Dağkapı Meydanı’nda Yenişehir Belediyesi’nin kurduğu iftar çadırında 1200 kişiye yemek veriliyor. Uzun yemek kuyruğunu görünce, iyi bir iftar sofrasına ihtiyaç duyan diğer yoksul insanları düşünüyor insan. Meydana bakan binaya asılan dev Recep Tayyip Erdoğan posteri ise iftar çadırı hizmetinin AK Parti tarafından verildiğini düşündürüyor.

Google Haberlere Abone ol

DİYARBAKIR - İftara beş dakika kadar bir zaman vardı. Ta uzaktan bir kargaşanın görüntüleri ve sesleri geliyordu. Çocukların seslerine arada bir büyüklerin bağıran sesleri karışıyordu. İftar için toplanan oruçlu insanların hem bütün gün hiçbir şey yiyip içmedikleri için hem de itikatları gereği daha bir sükûnet içinde olması gerekmiyor muydu?

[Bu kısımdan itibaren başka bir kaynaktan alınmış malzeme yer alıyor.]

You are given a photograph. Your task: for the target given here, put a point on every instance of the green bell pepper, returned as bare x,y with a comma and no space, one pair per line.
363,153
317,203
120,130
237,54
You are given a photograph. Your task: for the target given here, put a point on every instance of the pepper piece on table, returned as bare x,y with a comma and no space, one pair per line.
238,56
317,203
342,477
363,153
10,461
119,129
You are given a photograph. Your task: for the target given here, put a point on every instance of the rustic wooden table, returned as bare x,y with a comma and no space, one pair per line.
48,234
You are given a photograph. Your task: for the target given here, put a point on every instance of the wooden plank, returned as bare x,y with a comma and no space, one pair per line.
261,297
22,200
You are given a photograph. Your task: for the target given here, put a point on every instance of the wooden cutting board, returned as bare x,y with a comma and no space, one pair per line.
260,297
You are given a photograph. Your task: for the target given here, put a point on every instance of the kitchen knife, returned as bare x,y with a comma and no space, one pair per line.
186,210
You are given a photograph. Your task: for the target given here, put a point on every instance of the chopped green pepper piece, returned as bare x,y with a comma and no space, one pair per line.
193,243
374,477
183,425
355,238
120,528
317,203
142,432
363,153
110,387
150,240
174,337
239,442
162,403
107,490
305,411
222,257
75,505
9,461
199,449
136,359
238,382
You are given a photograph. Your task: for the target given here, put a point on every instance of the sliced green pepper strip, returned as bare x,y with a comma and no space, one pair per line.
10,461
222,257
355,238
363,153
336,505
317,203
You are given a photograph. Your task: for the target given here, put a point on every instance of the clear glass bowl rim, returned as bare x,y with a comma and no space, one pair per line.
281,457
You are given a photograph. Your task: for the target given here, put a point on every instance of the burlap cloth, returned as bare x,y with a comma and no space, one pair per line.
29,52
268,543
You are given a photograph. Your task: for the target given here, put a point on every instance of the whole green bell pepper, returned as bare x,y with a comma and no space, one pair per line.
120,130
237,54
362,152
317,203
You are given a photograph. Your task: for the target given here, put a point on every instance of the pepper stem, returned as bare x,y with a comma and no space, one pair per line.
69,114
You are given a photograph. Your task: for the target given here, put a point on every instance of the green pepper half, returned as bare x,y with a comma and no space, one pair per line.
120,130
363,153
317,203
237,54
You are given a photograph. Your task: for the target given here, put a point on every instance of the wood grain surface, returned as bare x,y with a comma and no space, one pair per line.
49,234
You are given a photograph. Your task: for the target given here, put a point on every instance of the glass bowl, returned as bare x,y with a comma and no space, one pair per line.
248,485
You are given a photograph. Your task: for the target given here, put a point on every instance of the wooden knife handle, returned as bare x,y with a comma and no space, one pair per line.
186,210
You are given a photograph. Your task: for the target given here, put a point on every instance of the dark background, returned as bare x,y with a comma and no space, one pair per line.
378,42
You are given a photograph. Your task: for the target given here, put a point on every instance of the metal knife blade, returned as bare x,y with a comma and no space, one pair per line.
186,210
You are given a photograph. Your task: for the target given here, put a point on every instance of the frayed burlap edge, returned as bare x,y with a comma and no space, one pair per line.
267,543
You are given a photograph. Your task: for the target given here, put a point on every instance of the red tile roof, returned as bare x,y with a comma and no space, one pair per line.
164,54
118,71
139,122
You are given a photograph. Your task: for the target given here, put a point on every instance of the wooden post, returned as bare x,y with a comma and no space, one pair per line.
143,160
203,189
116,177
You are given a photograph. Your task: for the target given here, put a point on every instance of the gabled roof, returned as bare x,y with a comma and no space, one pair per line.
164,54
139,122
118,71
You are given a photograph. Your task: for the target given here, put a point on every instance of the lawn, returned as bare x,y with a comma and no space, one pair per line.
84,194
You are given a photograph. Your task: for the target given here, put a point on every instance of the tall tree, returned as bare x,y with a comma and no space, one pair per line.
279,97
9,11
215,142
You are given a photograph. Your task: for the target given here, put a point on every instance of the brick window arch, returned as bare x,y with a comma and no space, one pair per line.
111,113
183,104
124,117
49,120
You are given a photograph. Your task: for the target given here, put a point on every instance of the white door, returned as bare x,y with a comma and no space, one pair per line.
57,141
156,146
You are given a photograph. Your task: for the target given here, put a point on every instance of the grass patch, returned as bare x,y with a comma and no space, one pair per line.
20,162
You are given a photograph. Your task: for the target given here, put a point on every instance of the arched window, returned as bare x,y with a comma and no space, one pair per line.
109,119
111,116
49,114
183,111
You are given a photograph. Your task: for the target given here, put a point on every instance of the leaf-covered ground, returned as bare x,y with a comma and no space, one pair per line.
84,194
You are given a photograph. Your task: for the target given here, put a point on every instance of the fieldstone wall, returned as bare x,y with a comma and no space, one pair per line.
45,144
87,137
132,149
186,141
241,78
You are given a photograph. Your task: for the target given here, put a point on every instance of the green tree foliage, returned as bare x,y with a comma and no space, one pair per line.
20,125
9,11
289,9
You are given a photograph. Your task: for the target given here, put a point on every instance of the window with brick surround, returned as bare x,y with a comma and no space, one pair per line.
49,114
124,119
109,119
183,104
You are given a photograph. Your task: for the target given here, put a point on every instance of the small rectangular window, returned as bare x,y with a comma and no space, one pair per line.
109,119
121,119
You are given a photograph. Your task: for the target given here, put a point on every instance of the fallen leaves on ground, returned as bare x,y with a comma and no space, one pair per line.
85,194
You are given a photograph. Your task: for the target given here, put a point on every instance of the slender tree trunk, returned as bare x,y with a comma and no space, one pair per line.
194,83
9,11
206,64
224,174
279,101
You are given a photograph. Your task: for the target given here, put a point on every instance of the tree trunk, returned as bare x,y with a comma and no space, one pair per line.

İftar çadırında kadınlar bir kapıda erkekler bir başka kapıda sırada bekliyorlardı. Erken gelenler yemeklerini alarak masalarda yerlerini almışlar, ezan okunmasını bekliyorlardı. Çocuklar çok gürültücüydü. Kadınların sıra beklediği kapıdan sesler yükseliyordu. Çadırın etrafını dolanıp o tarafa geçince, yemek dağıtan görevli ile kadınların tartıştığı anlaşıldı. Konu neydi? O kadar gürültü vardı ve sesler öyle birbirine karışıyordu ki, tartışmanın nedenini anlamak mümkün değildi. Yemek dağıtan adam, bir şeyler söyleyerek elinde tuttuğu yemek tabağını parçaladı. Ne dediği anlaşılmıyordu ama çok öfkelendiği belliydi. Kadınlar bir şey söyledi ama onların da ne dediği anlaşılmadı. Gülmelerinden anlaşılan oydu ki çocuklar bu gerilimli andan da bir eğlence çıkarmışlardı.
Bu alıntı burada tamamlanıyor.